Brad doesn’t plan out what he’s going to write, he just sits down and it comes out of him, so strange things like this occurrence happen all the time to him. When he thinks about them, he feels comforted in the fact that this may be proof that he isn’t really crazy, and that some one higher up my actually be guiding his actions. This is a conundrum for Brad, because he doesn’t like the idea of fate, even though he believes in karma. Everything Brad believes is almost a complete contradiction. He doesn’t like superstition, but he will often end up saying things that demonstrate a nearly religious belief in superstition. Fate annoys the crap out of him, but he believes that everything happens for a reason which sounds an awful like fate to me. But, it’s not for me to decide what he believes in, really, it’s up to him.
While he’s writing, he hears his cell phone ring upstairs. He sprints up the stairs, taking three steps at a time.
“Hey Brad.”
“What’s up?” He doesn’t really recognize the voice, but it sounds a lot like one of his supervisors at work.
“Nothing really.”
“You weren’t sleeping?”
“No, no.”
“Oh. Well, I was wondering, I know you’re not on call today, but I was wondering if later you would be able to come in if we need you or something.”

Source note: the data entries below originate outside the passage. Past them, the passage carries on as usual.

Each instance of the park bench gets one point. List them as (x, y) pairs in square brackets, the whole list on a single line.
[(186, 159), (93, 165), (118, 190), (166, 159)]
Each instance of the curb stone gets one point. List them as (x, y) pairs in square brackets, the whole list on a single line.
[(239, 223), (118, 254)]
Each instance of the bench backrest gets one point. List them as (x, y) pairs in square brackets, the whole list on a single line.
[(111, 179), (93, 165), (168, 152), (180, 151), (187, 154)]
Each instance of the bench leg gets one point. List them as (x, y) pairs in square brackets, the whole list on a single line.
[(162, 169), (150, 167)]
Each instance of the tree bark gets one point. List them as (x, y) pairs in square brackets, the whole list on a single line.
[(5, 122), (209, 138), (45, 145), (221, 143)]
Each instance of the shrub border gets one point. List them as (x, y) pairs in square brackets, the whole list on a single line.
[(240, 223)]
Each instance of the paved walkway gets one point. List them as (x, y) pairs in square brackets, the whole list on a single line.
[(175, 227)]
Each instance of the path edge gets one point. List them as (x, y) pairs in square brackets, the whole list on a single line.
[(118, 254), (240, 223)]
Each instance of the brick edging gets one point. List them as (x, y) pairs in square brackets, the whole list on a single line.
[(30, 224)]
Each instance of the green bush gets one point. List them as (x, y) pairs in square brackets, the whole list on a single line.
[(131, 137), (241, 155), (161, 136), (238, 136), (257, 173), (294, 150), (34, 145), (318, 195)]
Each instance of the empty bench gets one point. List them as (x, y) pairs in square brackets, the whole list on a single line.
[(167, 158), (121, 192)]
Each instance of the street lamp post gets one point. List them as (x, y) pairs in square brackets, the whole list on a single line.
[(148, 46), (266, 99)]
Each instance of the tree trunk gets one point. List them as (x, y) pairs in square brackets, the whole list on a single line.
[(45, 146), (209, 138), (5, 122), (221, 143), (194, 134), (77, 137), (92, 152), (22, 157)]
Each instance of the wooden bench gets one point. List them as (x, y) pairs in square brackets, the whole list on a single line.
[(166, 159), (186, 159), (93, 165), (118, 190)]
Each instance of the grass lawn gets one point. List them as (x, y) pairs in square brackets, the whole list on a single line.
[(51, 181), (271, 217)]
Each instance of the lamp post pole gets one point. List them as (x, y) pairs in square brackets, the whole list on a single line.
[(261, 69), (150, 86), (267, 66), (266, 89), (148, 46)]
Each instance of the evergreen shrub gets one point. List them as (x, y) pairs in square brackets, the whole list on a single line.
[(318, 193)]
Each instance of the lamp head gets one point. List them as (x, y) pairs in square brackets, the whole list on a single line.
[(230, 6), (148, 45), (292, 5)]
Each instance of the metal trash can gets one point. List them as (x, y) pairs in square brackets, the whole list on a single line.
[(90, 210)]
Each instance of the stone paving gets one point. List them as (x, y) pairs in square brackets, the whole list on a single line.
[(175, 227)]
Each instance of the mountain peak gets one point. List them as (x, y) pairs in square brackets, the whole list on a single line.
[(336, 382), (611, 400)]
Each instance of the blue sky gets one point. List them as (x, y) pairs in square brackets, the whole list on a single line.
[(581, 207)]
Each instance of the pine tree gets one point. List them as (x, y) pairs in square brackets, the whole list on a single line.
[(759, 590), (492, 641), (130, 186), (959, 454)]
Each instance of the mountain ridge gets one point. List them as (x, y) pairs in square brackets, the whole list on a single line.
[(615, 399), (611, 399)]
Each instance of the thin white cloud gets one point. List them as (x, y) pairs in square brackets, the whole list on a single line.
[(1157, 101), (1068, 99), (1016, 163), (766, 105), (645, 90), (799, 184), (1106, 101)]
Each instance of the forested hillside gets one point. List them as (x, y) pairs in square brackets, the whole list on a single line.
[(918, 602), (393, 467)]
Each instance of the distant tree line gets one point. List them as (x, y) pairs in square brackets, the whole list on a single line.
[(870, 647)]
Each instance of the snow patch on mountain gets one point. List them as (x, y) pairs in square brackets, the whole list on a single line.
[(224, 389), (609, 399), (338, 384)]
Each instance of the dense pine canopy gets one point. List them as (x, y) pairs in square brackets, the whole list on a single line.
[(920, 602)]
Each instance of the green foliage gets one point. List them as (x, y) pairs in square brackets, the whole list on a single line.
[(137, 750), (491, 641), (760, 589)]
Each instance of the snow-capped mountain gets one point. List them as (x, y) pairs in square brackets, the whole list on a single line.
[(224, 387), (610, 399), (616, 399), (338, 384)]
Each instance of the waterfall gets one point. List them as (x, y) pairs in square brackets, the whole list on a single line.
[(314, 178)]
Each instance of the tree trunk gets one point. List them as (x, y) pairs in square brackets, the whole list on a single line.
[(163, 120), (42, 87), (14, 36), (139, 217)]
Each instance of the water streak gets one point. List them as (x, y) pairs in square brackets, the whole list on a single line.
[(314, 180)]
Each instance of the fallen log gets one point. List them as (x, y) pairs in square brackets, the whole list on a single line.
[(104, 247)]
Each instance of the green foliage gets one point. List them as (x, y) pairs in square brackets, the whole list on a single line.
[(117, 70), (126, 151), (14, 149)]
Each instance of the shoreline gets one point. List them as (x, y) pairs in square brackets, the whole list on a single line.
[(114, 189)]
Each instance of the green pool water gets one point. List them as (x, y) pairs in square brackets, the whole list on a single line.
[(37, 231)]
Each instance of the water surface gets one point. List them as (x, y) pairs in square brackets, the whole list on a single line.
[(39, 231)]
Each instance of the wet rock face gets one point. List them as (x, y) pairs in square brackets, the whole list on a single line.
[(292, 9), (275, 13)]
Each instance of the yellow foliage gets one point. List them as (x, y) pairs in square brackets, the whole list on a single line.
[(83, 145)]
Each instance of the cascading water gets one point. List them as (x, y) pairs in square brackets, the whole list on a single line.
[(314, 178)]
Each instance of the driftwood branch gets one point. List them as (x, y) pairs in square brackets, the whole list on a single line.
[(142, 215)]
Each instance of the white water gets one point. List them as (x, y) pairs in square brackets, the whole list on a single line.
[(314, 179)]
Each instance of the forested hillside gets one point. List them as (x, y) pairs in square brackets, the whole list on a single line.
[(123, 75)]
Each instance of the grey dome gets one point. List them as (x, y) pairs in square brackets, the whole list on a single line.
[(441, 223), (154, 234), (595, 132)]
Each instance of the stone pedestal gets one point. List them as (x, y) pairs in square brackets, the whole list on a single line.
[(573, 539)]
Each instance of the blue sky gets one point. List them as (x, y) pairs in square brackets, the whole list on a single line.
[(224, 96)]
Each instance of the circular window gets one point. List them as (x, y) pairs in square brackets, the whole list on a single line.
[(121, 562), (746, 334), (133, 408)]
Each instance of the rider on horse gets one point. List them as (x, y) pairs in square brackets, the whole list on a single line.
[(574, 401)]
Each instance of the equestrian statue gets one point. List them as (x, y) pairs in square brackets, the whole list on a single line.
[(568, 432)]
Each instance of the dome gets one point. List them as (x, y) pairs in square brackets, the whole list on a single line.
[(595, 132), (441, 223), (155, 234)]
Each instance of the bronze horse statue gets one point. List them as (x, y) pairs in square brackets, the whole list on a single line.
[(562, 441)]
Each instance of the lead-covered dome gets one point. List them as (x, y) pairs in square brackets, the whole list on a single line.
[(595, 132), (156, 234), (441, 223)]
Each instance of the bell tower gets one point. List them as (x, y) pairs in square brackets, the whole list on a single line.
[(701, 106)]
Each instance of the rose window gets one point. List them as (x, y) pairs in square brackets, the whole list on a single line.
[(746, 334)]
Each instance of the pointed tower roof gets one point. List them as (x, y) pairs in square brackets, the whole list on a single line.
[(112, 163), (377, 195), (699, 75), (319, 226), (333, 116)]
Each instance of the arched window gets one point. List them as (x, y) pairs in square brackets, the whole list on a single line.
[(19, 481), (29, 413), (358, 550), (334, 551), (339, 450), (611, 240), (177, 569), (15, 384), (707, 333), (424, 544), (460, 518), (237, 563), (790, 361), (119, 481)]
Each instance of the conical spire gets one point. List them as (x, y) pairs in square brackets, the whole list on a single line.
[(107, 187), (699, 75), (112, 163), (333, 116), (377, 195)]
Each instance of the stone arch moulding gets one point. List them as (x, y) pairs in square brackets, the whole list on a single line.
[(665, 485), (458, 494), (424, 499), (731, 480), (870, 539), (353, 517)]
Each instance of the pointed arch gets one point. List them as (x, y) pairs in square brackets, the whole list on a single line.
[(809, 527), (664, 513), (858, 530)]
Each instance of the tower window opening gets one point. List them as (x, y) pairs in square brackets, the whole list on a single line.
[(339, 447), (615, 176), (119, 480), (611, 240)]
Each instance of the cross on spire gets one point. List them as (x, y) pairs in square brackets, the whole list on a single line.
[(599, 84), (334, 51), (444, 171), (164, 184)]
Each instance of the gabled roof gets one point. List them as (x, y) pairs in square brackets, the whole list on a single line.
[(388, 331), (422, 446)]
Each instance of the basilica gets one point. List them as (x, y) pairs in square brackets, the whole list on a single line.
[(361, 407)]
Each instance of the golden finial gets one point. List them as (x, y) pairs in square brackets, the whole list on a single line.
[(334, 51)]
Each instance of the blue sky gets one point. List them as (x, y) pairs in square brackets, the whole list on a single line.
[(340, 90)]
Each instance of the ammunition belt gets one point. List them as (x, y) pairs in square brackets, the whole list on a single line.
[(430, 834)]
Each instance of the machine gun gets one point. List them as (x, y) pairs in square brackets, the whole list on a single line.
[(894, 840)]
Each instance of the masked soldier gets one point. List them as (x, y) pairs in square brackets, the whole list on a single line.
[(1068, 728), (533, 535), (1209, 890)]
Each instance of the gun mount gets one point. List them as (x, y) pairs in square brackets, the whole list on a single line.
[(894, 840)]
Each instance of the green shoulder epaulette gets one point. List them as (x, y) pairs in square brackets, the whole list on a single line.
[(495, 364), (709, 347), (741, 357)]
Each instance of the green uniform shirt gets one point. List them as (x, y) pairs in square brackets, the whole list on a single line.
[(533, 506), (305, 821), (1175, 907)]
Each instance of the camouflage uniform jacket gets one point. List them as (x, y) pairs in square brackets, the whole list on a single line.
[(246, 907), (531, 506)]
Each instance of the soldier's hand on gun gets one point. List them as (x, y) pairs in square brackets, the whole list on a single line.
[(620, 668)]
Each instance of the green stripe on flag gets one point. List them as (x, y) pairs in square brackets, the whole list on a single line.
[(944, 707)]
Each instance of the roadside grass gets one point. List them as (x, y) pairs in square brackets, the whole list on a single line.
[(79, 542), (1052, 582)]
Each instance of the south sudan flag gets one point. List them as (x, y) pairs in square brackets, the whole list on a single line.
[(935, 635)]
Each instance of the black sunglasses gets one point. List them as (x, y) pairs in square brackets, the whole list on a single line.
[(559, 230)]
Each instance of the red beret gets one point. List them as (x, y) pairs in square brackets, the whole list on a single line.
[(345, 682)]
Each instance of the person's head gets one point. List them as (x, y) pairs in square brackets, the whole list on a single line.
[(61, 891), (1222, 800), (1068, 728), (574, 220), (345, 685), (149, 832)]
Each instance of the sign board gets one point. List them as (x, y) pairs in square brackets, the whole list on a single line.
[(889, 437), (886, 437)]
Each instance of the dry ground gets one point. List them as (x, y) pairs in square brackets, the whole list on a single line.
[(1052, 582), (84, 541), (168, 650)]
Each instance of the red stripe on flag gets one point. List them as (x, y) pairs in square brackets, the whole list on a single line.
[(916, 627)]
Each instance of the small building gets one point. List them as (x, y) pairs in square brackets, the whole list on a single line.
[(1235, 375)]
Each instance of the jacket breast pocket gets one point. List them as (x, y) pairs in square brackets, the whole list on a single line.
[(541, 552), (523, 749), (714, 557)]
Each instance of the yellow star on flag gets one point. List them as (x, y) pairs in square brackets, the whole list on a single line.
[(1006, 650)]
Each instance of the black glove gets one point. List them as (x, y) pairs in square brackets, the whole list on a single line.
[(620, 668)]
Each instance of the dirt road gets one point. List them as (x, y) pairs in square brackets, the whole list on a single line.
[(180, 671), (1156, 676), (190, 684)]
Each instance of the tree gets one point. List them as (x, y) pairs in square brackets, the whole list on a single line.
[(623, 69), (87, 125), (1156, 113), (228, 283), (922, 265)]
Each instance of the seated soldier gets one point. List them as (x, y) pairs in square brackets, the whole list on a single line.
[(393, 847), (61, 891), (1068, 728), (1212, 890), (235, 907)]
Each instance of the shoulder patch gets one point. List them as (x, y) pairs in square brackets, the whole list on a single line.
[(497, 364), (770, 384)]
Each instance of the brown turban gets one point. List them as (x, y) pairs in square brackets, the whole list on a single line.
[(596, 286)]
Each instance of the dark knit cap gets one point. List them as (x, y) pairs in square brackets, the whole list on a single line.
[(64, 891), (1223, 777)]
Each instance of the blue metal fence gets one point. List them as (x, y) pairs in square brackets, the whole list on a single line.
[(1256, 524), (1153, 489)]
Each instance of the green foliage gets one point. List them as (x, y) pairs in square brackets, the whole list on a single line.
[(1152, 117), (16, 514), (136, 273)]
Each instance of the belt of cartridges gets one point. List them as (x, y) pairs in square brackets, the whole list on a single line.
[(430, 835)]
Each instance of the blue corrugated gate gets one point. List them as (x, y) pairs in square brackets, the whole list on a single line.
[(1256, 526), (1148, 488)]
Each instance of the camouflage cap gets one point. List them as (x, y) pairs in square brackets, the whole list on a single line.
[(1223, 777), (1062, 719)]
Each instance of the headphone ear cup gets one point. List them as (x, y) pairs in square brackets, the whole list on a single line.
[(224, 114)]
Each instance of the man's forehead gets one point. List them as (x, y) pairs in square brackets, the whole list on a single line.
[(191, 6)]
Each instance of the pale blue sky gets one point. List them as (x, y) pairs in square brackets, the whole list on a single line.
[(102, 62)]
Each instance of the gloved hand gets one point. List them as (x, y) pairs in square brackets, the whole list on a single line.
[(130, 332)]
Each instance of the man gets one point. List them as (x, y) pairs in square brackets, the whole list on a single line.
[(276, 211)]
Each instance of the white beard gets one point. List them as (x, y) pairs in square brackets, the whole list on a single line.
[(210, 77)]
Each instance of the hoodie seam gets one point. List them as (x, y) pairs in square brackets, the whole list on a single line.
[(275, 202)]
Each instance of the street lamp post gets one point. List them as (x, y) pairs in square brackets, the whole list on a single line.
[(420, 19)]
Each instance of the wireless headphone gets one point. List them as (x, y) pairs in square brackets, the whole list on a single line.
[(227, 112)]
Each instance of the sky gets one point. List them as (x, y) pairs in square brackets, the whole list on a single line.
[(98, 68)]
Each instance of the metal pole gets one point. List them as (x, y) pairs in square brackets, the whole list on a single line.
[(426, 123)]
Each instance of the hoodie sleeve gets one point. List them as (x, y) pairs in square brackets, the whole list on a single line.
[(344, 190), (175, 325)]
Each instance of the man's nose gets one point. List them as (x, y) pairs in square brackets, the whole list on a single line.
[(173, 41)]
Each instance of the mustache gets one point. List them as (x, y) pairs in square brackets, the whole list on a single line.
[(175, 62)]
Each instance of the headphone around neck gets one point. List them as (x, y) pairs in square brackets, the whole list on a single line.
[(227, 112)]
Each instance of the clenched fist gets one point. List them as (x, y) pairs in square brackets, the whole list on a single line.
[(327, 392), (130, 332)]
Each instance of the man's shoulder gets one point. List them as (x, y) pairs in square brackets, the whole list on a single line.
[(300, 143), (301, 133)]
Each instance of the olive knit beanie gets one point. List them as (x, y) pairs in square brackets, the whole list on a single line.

“Oh, yeah, sure, why not.”
“OK, cool, I’ll give you a call if we need you.”
“Great, great.”
He smiles, this to him is the reason he didn’t call her. This is enough justification of his inaction that he feels good about the miserable choice he made earlier. He thinks, briefly, that he might get to see her at work, and then realizes that the reason he was going to ask her out for tonight is because she has tonight off. That split second of getting his hopes up and them being shot right back down is enough to drop his mood a fair bit, but he perfers to believe that the moment didn’t exist at all in his head, and quickly forgets about it.
He sits back down at the computer and continues writing.